The VMware Carbon Black Tech Zone is live! Checkout this great resource: Mastering Carbon Black Audit & Remediation.

macOS Kernel Extensions + Hashes

Description: This gets all non-Apple (non /System/Library/Extensions) kernel extensions, and then hashes them for upload to VirusTotal (MD5)
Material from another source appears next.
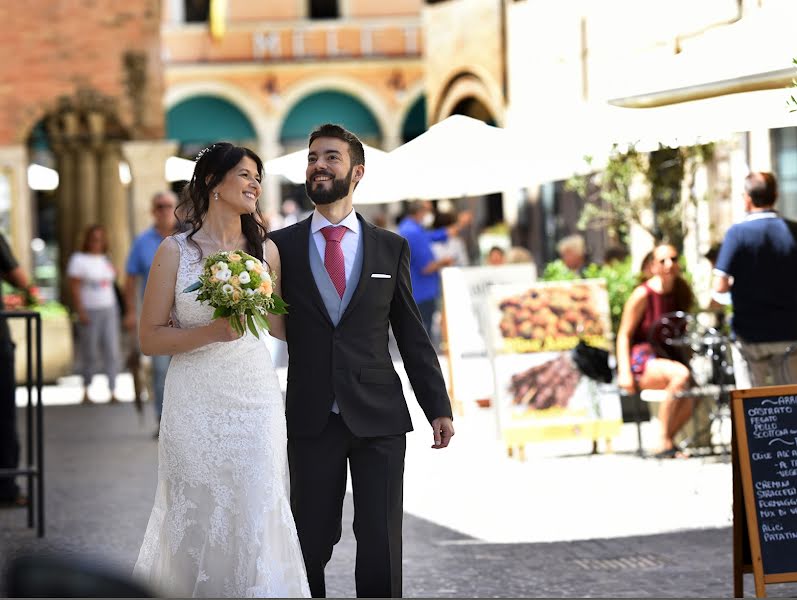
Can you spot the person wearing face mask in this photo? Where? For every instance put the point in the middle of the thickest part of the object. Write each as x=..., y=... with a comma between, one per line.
x=424, y=267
What The Data Shows: Malicious kernel extensions are rare, but here's a way to expand your

SQL:

WITH kext_bins as (SELECT path FROM file     
WHERE directory IN
        (SELECT path || '/Contents/MacOS/'        
FROM kernel_extensions        
WHERE path NOT LIKE '/System/Library/%') )
SELECT s.path, s.arch, s.signed, substr(s.authority, 27) as authority, h.md5
FROM signature s JOIN hash h USING (path)
WHERE path IN kext_bins AND s.hash_resources = 0 AND s.arch != '';

 

0 Votes
10 Comments
esullivan
Carbon Black Employee

hello @Magneto thank you for your contribution.  Once we vet your query, if it runs as expected we'll mark it as CB Approved.

Thanks again!

Magneto
New Contributor II

Great, thanks. I'd actually update this to replace the last select line with:

SELECT s.path, s.arch, s.signed, substr(s.authority, 27) as authority, h.md5

which just formats the output of the developer ID a bit nicer (sans the repetitive bit).

 

 

jnelson
Carbon Black Employee
Status changed to: Under Review

@Magneto can you please add a semicolon to the end of your query?

Magneto
New Contributor II

Sure! I am unable to find an edit button for my original post, so here's the (updated, fixed) query with a semicolon:

 

WITH kext_bins as (SELECT path FROM file
    WHERE directory IN
        (SELECT path || '/Contents/MacOS/'
        FROM kernel_extensions
        WHERE path NOT LIKE '/System/Library/%')
)
SELECT s.path, s.arch, s.signed, substr(s.authority, 27) as authority, h.md5
FROM signature s JOIN hash h USING (path)
WHERE path IN kext_bins AND s.hash_resources = 0 AND s.arch != '';
esullivan
Carbon Black Employee

@Magneto  -- thanks for the heads up; I will get this addressed so the edit button appears when clicking the three circles to the right of your original post.

 

esullivan
Carbon Black Employee

@Magneto  - just an FYI that I made the update to your submission per your comment above.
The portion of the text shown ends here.